Alcuni terapeuti sostengono , con una provocazione, che la tristezza possa perfino essere rilassante nella sua funzione di attenuare rabbia e paura. Gli psicologi la classificano non a caso tra le cosiddette “emozioni a valenza adattiva”. Poiché si attiva quando ci rapportiamo con un mondo esterno che non ci rassomiglia più. Si tratta dunque di un’emozione necessaria per interagire e sopravvivere rispetto a un cambiamento esterno attraverso la riflessione, la rielaborazione e le domande.

Piuttosto nota è la frase di Herman Hesse per cui “i dolori, le delusioni e la malinconia non sono fatti per renderci scontenti e toglierci valore e dignità, ma per maturarci”. La nostra mente è stata abituata da sempre ad aver paura della tristezza, ma questo non vuol dire che tale meccanismo non si possa ribaltare.

Un’espressione creativa è, perciò, il primissimo passo per cambiare rotta. Di fatto, anche con i Mandala impariamo a dare un nome più preciso alle cose. Essere malinconici o nostalgici per un breve periodo non corrisponde ad essere depressi. Impariamo a definire noi stessi attraverso quello che stiamo davvero provando. Passando per una sana accettazione di ciò che è umano. Imboccando un percorso che ci porterà a far passare la tristezza.

Conoscere il nostro lato oscuro: l’inizio di un percorso per far passare la tristezza

Non abbiamo alcun bisogno di antidepressivi al primo accenno di tristezza, bensì di imparare a conoscerci. Chiediamoci: “Quanto senso ha utilizzare il nostro tempo, per concentrarci su una mancanza?”.

Verifichiamo, soprattutto, cosa succede a spostare il focus su noi stessi anziché su una causa esterna considerata troppo grande e soffocante. Sentiamo la tristezza, cerchiamo di capire cosa ci sta segnalando. Quale nuovo significato sta facendo emergere rispetto a ciò che ci è successo. Tenendo sempre in considerazione che non c’è una sola risposta.

Possiamo scoprire, attraverso la colorazione di un Mandala, che la tristezza può essere un potentissimo mezzo che ci permette di fare delle scelte. Di prendere decisioni più consapevoli. Metaforicamente, quali colori usiamo per descrivere la nostra vita? Usiamo sempre gli stessi? Preferiamo colori caldi o ci concentriamo a riempire gli spazi bianchi con toni scuri?

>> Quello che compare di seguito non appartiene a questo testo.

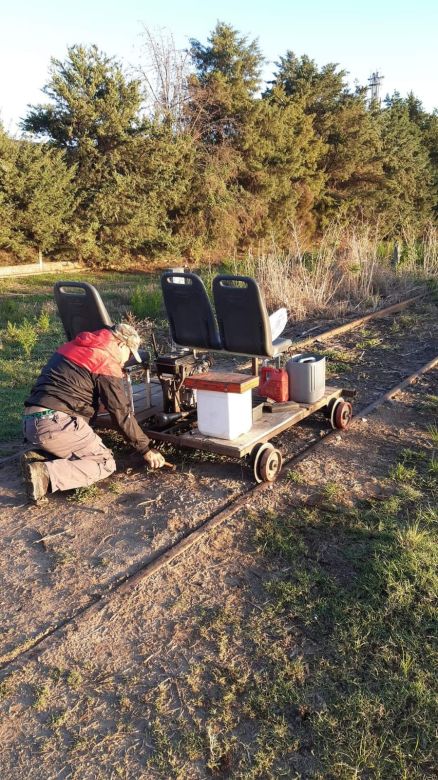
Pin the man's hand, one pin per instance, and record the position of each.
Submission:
(154, 459)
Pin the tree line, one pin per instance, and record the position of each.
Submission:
(198, 158)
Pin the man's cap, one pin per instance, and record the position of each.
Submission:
(128, 336)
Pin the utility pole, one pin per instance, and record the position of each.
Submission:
(374, 82)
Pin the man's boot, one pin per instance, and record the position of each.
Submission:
(35, 474)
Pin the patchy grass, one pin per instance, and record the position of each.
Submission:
(332, 674)
(85, 494)
(30, 331)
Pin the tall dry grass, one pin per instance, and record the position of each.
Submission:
(351, 270)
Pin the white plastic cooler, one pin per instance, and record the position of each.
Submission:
(224, 403)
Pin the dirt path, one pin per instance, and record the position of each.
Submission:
(56, 558)
(90, 707)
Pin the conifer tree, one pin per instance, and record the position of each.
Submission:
(350, 162)
(406, 195)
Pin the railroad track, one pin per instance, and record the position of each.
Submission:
(30, 648)
(300, 344)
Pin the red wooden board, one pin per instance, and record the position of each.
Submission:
(221, 382)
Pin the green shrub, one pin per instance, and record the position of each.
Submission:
(43, 322)
(25, 335)
(147, 302)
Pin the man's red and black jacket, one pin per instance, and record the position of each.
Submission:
(80, 376)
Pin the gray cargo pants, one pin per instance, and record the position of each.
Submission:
(81, 457)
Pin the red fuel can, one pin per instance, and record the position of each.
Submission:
(274, 383)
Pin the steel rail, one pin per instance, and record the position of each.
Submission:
(31, 647)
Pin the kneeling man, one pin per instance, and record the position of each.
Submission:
(81, 375)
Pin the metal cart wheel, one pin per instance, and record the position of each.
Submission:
(270, 464)
(256, 454)
(341, 414)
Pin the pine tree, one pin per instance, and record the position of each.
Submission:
(406, 195)
(350, 162)
(95, 117)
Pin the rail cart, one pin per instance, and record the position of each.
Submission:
(166, 402)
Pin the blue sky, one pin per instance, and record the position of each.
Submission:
(397, 38)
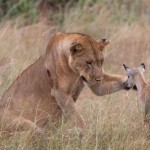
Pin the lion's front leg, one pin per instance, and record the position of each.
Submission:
(68, 107)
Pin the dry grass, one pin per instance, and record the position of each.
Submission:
(114, 121)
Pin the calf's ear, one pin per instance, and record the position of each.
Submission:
(76, 48)
(129, 70)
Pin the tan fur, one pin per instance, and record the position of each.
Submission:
(50, 86)
(136, 77)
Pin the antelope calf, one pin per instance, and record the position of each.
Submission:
(136, 77)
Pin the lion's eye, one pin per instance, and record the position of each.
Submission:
(102, 61)
(89, 63)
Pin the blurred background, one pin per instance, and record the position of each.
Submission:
(26, 26)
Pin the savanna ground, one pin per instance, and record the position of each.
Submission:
(114, 122)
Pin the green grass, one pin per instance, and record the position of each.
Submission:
(114, 122)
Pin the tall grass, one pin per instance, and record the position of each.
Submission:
(114, 122)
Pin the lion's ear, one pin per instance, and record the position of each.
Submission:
(103, 43)
(76, 48)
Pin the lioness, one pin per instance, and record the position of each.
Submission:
(51, 86)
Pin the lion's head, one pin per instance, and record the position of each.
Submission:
(78, 52)
(86, 58)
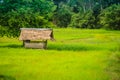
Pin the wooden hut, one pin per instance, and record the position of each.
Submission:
(36, 37)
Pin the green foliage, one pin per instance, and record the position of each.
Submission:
(63, 16)
(110, 17)
(22, 13)
(86, 20)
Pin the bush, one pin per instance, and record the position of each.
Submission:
(14, 20)
(86, 20)
(110, 17)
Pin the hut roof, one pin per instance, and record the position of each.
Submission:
(36, 34)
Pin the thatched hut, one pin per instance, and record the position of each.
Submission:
(35, 37)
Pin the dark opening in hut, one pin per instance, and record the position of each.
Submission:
(36, 37)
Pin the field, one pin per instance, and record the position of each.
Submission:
(74, 55)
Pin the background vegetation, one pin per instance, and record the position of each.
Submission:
(75, 55)
(93, 14)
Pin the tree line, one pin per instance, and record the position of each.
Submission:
(16, 14)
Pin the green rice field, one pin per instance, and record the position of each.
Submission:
(76, 54)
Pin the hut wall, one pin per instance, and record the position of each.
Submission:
(40, 45)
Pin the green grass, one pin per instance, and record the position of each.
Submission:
(75, 55)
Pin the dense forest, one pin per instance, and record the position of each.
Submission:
(92, 14)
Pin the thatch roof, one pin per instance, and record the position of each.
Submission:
(36, 34)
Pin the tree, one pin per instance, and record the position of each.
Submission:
(110, 17)
(16, 14)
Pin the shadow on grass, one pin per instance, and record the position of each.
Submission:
(11, 46)
(4, 77)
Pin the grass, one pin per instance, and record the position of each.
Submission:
(75, 55)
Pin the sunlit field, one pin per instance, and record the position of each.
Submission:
(74, 55)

Come i Mandala possono far passare la tristezza

Concentrarsi sulla ricostruzione, come abbiamo visto per l’interpretazione di altri Mandala, può essere un buon punto d’inizio. Mediante un Mandala è probabile che, alcuni giorni dopo la colorazione, ci venga voglia di ricostruire la nostra giornata. Inserendo nuove abitudini nel quotidiano. Sarà, dunque, più semplice introdurre azioni positive come:

  • Praticare la gratitudine
  • Dedicare con costanza pochi minuti al giorno alla meditazione e alla cura dell’aspetto fisico. Compreso l’uso differente della propria postura o del tono vocale, fare caso al respiro, ai movimenti degli occhi e a dove si sta dirigendo lo sguardo.
  • Tenere un diario delle proprie emozioni identificando quando si è tristi
  • Notare di più gli aspetti positivi in ogni situazione
  • Piangere in maniera liberatoria
  • Far scomparire le forme di auto-censura o difesa psicologica
  • Comunicare meglio agli altri ciò di cui si ha bisogno

Una volta cambiato il “loop” precedente, le nuove relazioni sociali verranno quasi da sole. Saremo perfino in grado di riconoscere la tristezza altrui e di “disinnescarla”. Essendo a quel punto capaci di provare compassione ed empatia e non solo di riceverne. Andando dunque a riempire le proprie giornate di nuovi stimoli.

Tutto questo può essere un vero toccasana nel percorso che ci porterà a far passare la tristezza.

L’importante è utilizzare il Mandala, e la sua interpretazione, come potente mezzo per imparare a non colpevolizzarsi. Facendo tesoro dell’esperienza. In quanto, come dice una famosa battuta del regista Jim Holliday: “la nostalgia è memoria dopo aver rimosso il dolore”.